Nor is there merit in the contention that § 9 of the act compels to the conclusion that it was the purpose of Congress to confer power upon courts primarily to relieve from the duty of enforcing the established rate by finding that the same as to a particular person or corporation was so unreasonable as to justify an award of damages. True it is that

Page 204 U. S. 442

the general terms of the section, when taken alone, might sanction such a conclusion, but, when the provision of that section is read in connection with the context of the act and in the light of the considerations which we have enumerated, we think the broad construction contended for is not admissible. And this becomes particularly cogent when it is observed that the power of the courts to award damages to those claiming to have been injured, as provided in the section, contemplates only a decree in favor of the individual complainant, redressing the particular wrong asserted to have been done, and does not embrace the power to direct the carrier to abstain in the future from similar violations of the act -- in other words, to command a correction of the established schedules, which power, as we have shown, is conferred by the act upon the Commission in express terms. In other words, we think that it inevitably follows from the context of the act that the independent right of an individual originally to maintain actions in courts to obtain pecuniary redress for violations of the act, conferred by the ninth section, must be confined to redress of such wrongs as can, consistently with the context of the act, be redressed by courts without previous action by the Commission, and therefore does not imply the power in a court to primarily hear complaints concerning wrongs of the character of the one here complained of. Although an established schedule of rates may have been altered by a carrier voluntarily or as the result of the enforcement of an order of the Commission to desist from violating the law, rendered in accordance with the provisions of the statute, it may not be doubted that the power of the Commission would nevertheless extend to hearing legal complaints of, and awarding reparation to, individuals for wrongs unlawfully suffered from the application of the unreasonable schedule during the period when such schedule was in force.
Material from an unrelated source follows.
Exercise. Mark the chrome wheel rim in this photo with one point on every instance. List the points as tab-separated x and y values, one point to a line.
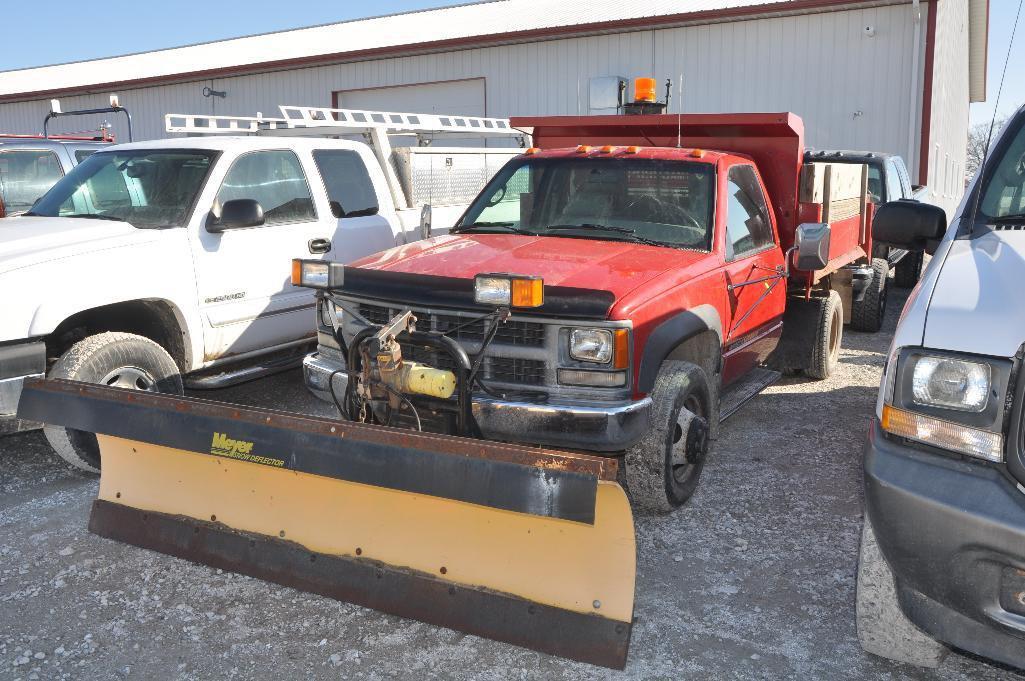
131	377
And the conclusion to which we are thus constrained by an original consideration of the text of the statute finds direct support first in adjudged cases in lower federal courts and

Page 204 U. S. 443

in the construction which the act has apparently received from the beginning in practical execution, and, second, is persuasively supported by decisions of this Court, which, whilst not dealing directly with the question here presented, yet necessarily concern the same.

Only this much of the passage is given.